I had an experience on Twitter yesterday that keeps playing in my mind like an old ’60 toon that I can’t seem to shake. I normally get lots of tweets telling me to link to some site and use their software to get “tons of followers.” Twitter is chocked full of people pimping this kind of software from a variety of sites.
Normally when I see a message like that, I click on that person’s profile and un-follow them, because the last thing I want is someone filling up my twitter with that garbage. But yesterday that message came from someone I’m familiar with, another published writer. I was a bit intrigued by why a writer would be pushing that garbage instead of something related to books, so I clicked on her profile to see how many followers she had piled up with this software she was so hot over. She had slightly over three-hundred followers.
Now my definition of “tons of followers” falls somewhere in the ten-thousand and up range, so when I saw her low number of followers I assumed she had either not used the software she was pimping, or it simply didn’t work as she claimed. Neither option made sense to me so I sent her a message asking why her numbers were so low if this software was supposedly so good.
She shot back a rather snide sounding response that she “didn’t know Twitter was a competition.”
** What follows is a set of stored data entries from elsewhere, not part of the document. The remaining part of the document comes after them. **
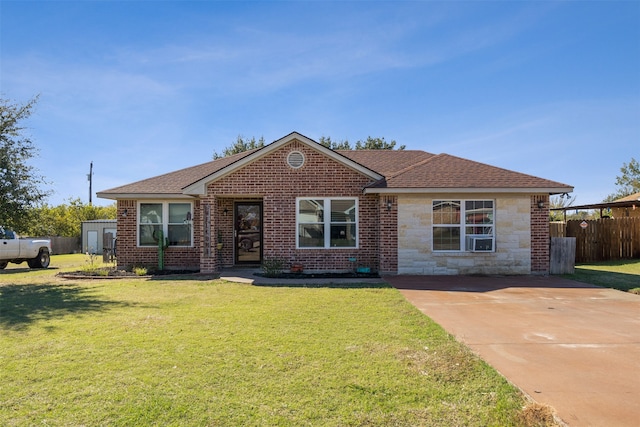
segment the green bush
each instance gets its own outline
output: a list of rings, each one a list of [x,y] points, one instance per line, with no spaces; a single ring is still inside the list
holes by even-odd
[[[279,257],[269,257],[262,261],[262,272],[266,277],[278,277],[284,270],[285,259]]]
[[[145,267],[133,267],[132,271],[135,273],[136,276],[147,275],[147,269]]]

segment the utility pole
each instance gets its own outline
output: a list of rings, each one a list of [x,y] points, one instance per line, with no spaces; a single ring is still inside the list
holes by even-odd
[[[89,175],[87,175],[87,181],[89,181],[89,206],[91,206],[91,194],[93,193],[93,190],[91,188],[93,184],[93,160],[89,165]]]

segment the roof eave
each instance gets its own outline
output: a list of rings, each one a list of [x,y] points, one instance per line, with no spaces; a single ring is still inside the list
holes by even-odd
[[[518,193],[518,194],[563,194],[573,192],[573,187],[416,187],[416,188],[365,188],[365,194],[419,194],[419,193]]]
[[[192,195],[183,193],[96,193],[101,199],[123,200],[123,199],[193,199]]]

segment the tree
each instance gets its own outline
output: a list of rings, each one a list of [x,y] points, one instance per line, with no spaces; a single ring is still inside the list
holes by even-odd
[[[346,139],[340,142],[334,142],[330,136],[321,136],[318,143],[332,150],[352,150],[351,144],[349,144],[349,141]]]
[[[236,142],[230,145],[229,147],[222,150],[222,154],[219,154],[217,151],[213,152],[213,160],[220,159],[222,157],[232,156],[234,154],[243,153],[245,151],[253,150],[255,148],[264,147],[264,137],[260,137],[258,141],[256,141],[255,137],[252,137],[251,140],[244,139],[242,135],[238,135]]]
[[[567,208],[573,205],[576,201],[576,196],[569,196],[568,194],[565,196],[564,194],[559,196],[551,196],[549,198],[549,207],[551,209],[561,209]],[[550,211],[549,212],[549,220],[550,221],[564,221],[564,211]]]
[[[351,146],[348,140],[344,139],[340,142],[334,142],[331,137],[321,136],[318,143],[324,145],[332,150],[393,150],[396,147],[396,142],[387,142],[384,138],[372,138],[368,136],[366,140],[358,140],[355,148]],[[404,150],[405,145],[398,147],[398,150]]]
[[[95,206],[82,203],[80,198],[68,200],[68,204],[49,206],[43,204],[30,211],[30,236],[80,237],[82,221],[116,219],[116,204]]]
[[[629,163],[622,164],[620,172],[622,174],[616,177],[618,191],[609,194],[603,200],[605,203],[640,192],[640,163],[632,157]]]
[[[367,137],[366,140],[359,140],[356,142],[355,148],[351,146],[348,140],[344,139],[342,141],[332,141],[330,136],[321,136],[318,140],[320,145],[324,145],[327,148],[332,150],[394,150],[396,149],[396,142],[391,141],[387,142],[384,138],[372,138],[370,136]],[[264,137],[260,137],[258,142],[256,142],[255,137],[252,137],[251,140],[244,139],[242,136],[238,135],[238,139],[235,143],[225,148],[222,151],[222,154],[218,154],[214,151],[213,160],[219,159],[221,157],[231,156],[233,154],[242,153],[244,151],[252,150],[254,148],[264,147]],[[398,150],[404,150],[405,146],[401,145],[397,148]]]
[[[396,146],[395,141],[387,142],[384,138],[367,137],[366,141],[356,142],[356,150],[393,150]],[[405,145],[398,147],[398,150],[404,150]]]
[[[24,230],[29,210],[49,194],[42,188],[45,179],[27,163],[37,149],[21,125],[37,100],[18,105],[0,99],[0,224],[18,232]]]

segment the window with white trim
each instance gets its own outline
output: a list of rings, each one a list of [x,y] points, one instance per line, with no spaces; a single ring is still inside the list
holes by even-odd
[[[493,200],[434,200],[433,250],[493,252]]]
[[[296,204],[298,248],[358,246],[358,199],[298,198]]]
[[[192,245],[193,205],[191,203],[140,203],[138,212],[139,246],[157,246],[161,234],[169,239],[169,246]]]

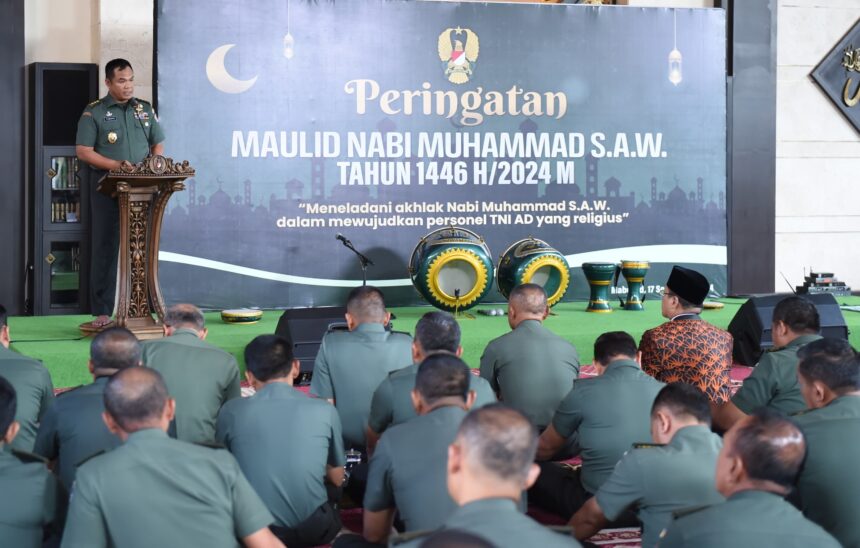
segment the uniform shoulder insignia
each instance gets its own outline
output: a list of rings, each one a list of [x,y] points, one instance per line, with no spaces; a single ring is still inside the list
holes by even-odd
[[[91,461],[92,459],[94,459],[94,458],[98,457],[99,455],[103,455],[103,454],[105,454],[105,453],[107,453],[107,451],[105,451],[104,449],[102,449],[101,451],[96,451],[95,453],[93,453],[93,454],[92,454],[92,455],[90,455],[89,457],[86,457],[86,458],[82,459],[82,460],[81,460],[81,462],[77,463],[75,466],[80,466],[80,465],[82,465],[83,463],[85,463],[85,462],[89,462],[89,461]]]
[[[396,329],[392,329],[391,334],[393,335],[395,333],[397,333],[398,335],[406,335],[410,339],[412,338],[412,335],[410,335],[408,331],[397,331]]]
[[[695,514],[697,512],[701,512],[702,510],[707,510],[710,507],[711,507],[711,505],[706,504],[704,506],[693,506],[690,508],[682,508],[681,510],[675,510],[674,512],[672,512],[672,517],[675,519],[680,519],[680,518]]]
[[[815,411],[815,409],[803,409],[801,411],[795,411],[794,413],[789,413],[788,416],[789,417],[802,417],[803,415],[806,415],[807,413],[811,413],[812,411]]]
[[[89,107],[89,108],[93,108],[94,106],[98,105],[98,104],[99,104],[99,103],[101,103],[101,102],[102,102],[102,100],[101,100],[101,99],[96,99],[96,100],[95,100],[95,101],[93,101],[92,103],[88,104],[88,105],[87,105],[87,107]],[[78,103],[78,104],[80,104],[80,103]]]
[[[208,447],[209,449],[227,449],[227,446],[223,443],[218,443],[217,441],[196,441],[194,445],[199,445],[200,447]]]
[[[406,544],[407,542],[411,542],[415,539],[429,537],[435,532],[436,530],[428,529],[424,531],[411,531],[409,533],[400,533],[391,537],[388,542],[391,544],[391,546],[397,546],[398,544]]]
[[[666,447],[665,443],[634,443],[633,449],[654,449],[655,447]]]
[[[19,449],[12,449],[12,455],[14,455],[21,462],[40,462],[42,464],[48,464],[48,459],[43,457],[42,455],[37,455],[36,453],[28,453],[27,451],[21,451]]]
[[[559,535],[565,535],[568,537],[573,535],[573,527],[570,525],[548,525],[546,528],[553,533],[558,533]]]
[[[146,99],[137,99],[137,102],[138,102],[138,103],[143,103],[144,105],[152,105],[152,103],[150,103],[150,102],[149,102],[149,101],[147,101]]]
[[[66,396],[66,395],[68,395],[68,394],[71,394],[72,392],[74,392],[74,391],[75,391],[75,390],[77,390],[78,388],[83,388],[84,386],[86,386],[86,385],[85,385],[85,384],[79,384],[79,385],[75,386],[74,388],[69,388],[68,390],[63,390],[62,392],[60,392],[59,394],[57,394],[57,396],[56,396],[56,397],[58,397],[58,398],[62,398],[63,396]]]

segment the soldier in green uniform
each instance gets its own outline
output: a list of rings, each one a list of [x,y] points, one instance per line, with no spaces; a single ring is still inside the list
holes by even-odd
[[[157,371],[115,374],[104,403],[123,443],[78,469],[63,548],[283,546],[229,452],[167,436],[175,404]]]
[[[164,132],[152,105],[134,96],[134,70],[125,59],[105,65],[108,93],[84,109],[78,121],[75,154],[92,169],[90,181],[90,308],[92,325],[110,322],[116,292],[119,249],[117,201],[96,191],[96,182],[123,161],[137,163],[164,152]]]
[[[93,382],[60,394],[45,414],[33,452],[57,461],[67,492],[79,463],[119,445],[102,420],[105,385],[114,373],[141,364],[140,343],[131,331],[113,327],[100,332],[90,344]]]
[[[504,404],[466,415],[448,448],[448,492],[458,508],[442,528],[474,534],[498,548],[579,546],[569,530],[554,532],[517,509],[520,494],[539,474],[533,462],[536,445],[531,421]]]
[[[164,314],[164,338],[143,343],[143,364],[161,373],[176,400],[170,434],[192,443],[213,441],[221,406],[242,396],[236,358],[206,342],[208,332],[200,309],[176,304]]]
[[[736,422],[717,458],[717,490],[726,501],[676,514],[660,534],[660,548],[837,548],[827,531],[784,497],[803,465],[800,429],[766,407]]]
[[[16,404],[15,388],[0,376],[0,546],[41,548],[57,515],[57,480],[45,459],[4,450],[20,429]]]
[[[54,403],[54,384],[40,361],[10,350],[10,340],[6,308],[0,305],[0,376],[6,377],[18,394],[15,421],[21,428],[10,447],[32,451],[39,422]]]
[[[412,389],[418,364],[434,352],[450,352],[462,356],[460,324],[447,312],[428,312],[415,325],[412,341],[413,365],[389,373],[373,393],[367,426],[367,447],[371,452],[386,428],[401,424],[416,416],[412,405]],[[483,407],[496,401],[496,394],[483,378],[469,375],[469,408]]]
[[[326,333],[314,362],[311,394],[334,404],[344,443],[360,451],[373,391],[412,359],[412,337],[386,330],[390,318],[379,289],[356,287],[346,301],[349,331]]]
[[[723,442],[711,432],[711,409],[701,390],[666,385],[651,408],[653,444],[634,444],[615,465],[594,497],[570,520],[574,536],[585,540],[628,508],[642,522],[642,546],[656,546],[676,510],[723,500],[714,469]]]
[[[245,348],[245,364],[257,393],[224,404],[216,439],[275,516],[275,536],[290,547],[328,544],[341,528],[340,417],[328,403],[293,388],[299,362],[282,337],[255,338]]]
[[[469,406],[469,367],[452,354],[421,362],[412,399],[419,416],[382,436],[364,494],[364,538],[385,542],[397,512],[405,530],[436,529],[456,508],[445,482],[448,446]]]
[[[663,383],[646,375],[635,360],[636,341],[627,333],[604,333],[594,341],[599,376],[574,382],[541,434],[537,451],[538,460],[551,459],[577,434],[582,468],[542,463],[530,502],[570,519],[603,485],[625,451],[648,439],[651,406]]]
[[[481,356],[481,376],[499,399],[522,411],[543,431],[579,376],[576,348],[543,325],[546,292],[522,284],[508,296],[511,332],[490,341]]]
[[[728,430],[758,407],[785,414],[806,409],[797,381],[797,351],[821,338],[815,305],[802,297],[787,297],[773,309],[773,349],[758,364],[730,402],[712,403],[714,425]]]
[[[843,546],[860,546],[860,359],[840,339],[811,342],[798,356],[810,407],[795,417],[808,446],[797,482],[800,506]]]

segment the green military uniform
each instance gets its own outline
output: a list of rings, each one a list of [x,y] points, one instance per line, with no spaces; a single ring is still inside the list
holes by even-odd
[[[175,434],[183,441],[214,440],[221,406],[242,396],[236,358],[200,340],[191,329],[144,342],[143,364],[161,373],[176,400]]]
[[[762,354],[758,365],[732,397],[732,403],[746,414],[758,407],[770,407],[784,414],[806,409],[797,382],[797,351],[820,338],[801,335],[782,348]]]
[[[51,374],[38,360],[22,356],[0,345],[0,376],[15,388],[18,409],[15,420],[21,425],[11,443],[13,449],[32,451],[39,422],[54,403]]]
[[[0,451],[0,546],[41,548],[44,528],[57,517],[57,480],[46,461]]]
[[[860,546],[860,397],[842,396],[795,418],[807,446],[797,482],[803,514],[844,546]]]
[[[72,488],[78,464],[120,444],[102,420],[109,379],[98,377],[92,384],[60,394],[42,419],[33,452],[57,459],[60,481],[66,490]]]
[[[722,446],[707,426],[687,426],[667,445],[628,451],[594,495],[597,504],[609,521],[635,508],[642,521],[642,546],[655,546],[673,512],[724,500],[714,483]]]
[[[683,514],[660,534],[660,548],[839,547],[827,531],[767,491],[740,491],[725,502]]]
[[[229,452],[147,428],[78,469],[62,546],[234,548],[270,523]]]
[[[389,426],[401,424],[417,416],[412,405],[412,389],[415,388],[415,377],[418,375],[418,364],[398,369],[388,374],[373,392],[370,402],[370,429],[381,434]],[[496,394],[490,383],[482,377],[469,375],[469,390],[475,391],[475,403],[472,409],[495,403]]]
[[[481,356],[481,376],[499,399],[543,430],[579,376],[579,355],[541,322],[525,320],[490,341]]]
[[[565,438],[579,433],[582,486],[589,493],[633,443],[651,437],[651,405],[662,388],[633,360],[616,360],[599,377],[573,383],[552,424]]]
[[[286,383],[269,383],[250,398],[224,404],[216,439],[239,461],[281,527],[298,526],[325,504],[326,464],[345,464],[337,411]]]
[[[412,360],[412,337],[363,323],[353,331],[326,333],[314,362],[311,394],[333,399],[343,440],[363,448],[373,391],[388,374]]]
[[[445,406],[387,430],[370,459],[364,509],[396,507],[406,531],[441,526],[457,508],[448,494],[448,446],[465,416]]]
[[[152,105],[142,99],[118,103],[110,94],[93,101],[78,120],[75,144],[92,147],[112,160],[137,163],[150,148],[164,141],[164,131]],[[117,201],[96,191],[104,171],[93,168],[90,188],[90,308],[94,315],[111,315],[116,291],[119,249]]]
[[[460,506],[445,520],[443,529],[465,531],[487,540],[496,548],[571,548],[580,544],[569,532],[555,532],[517,509],[511,499],[488,498]],[[396,546],[417,547],[424,537]]]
Her response has bugged me all morning. Of course she’s right, it’s not a competition. But if you’re going to litter my, and three-hundred-plus other follower’s, mailbox with spam that either doesn’t work or you haven’t used, then the least you can do is be civil. Don’t you think?
Anyway, her latest book, which had made its way to the top of my to-review stack, is now at the bottom of the stack. Am I being infantile? Probably, and I’m not proud of that action, but I think it’s best for me to give myself enough time to forget about such rudeness before I read her novel and write a review.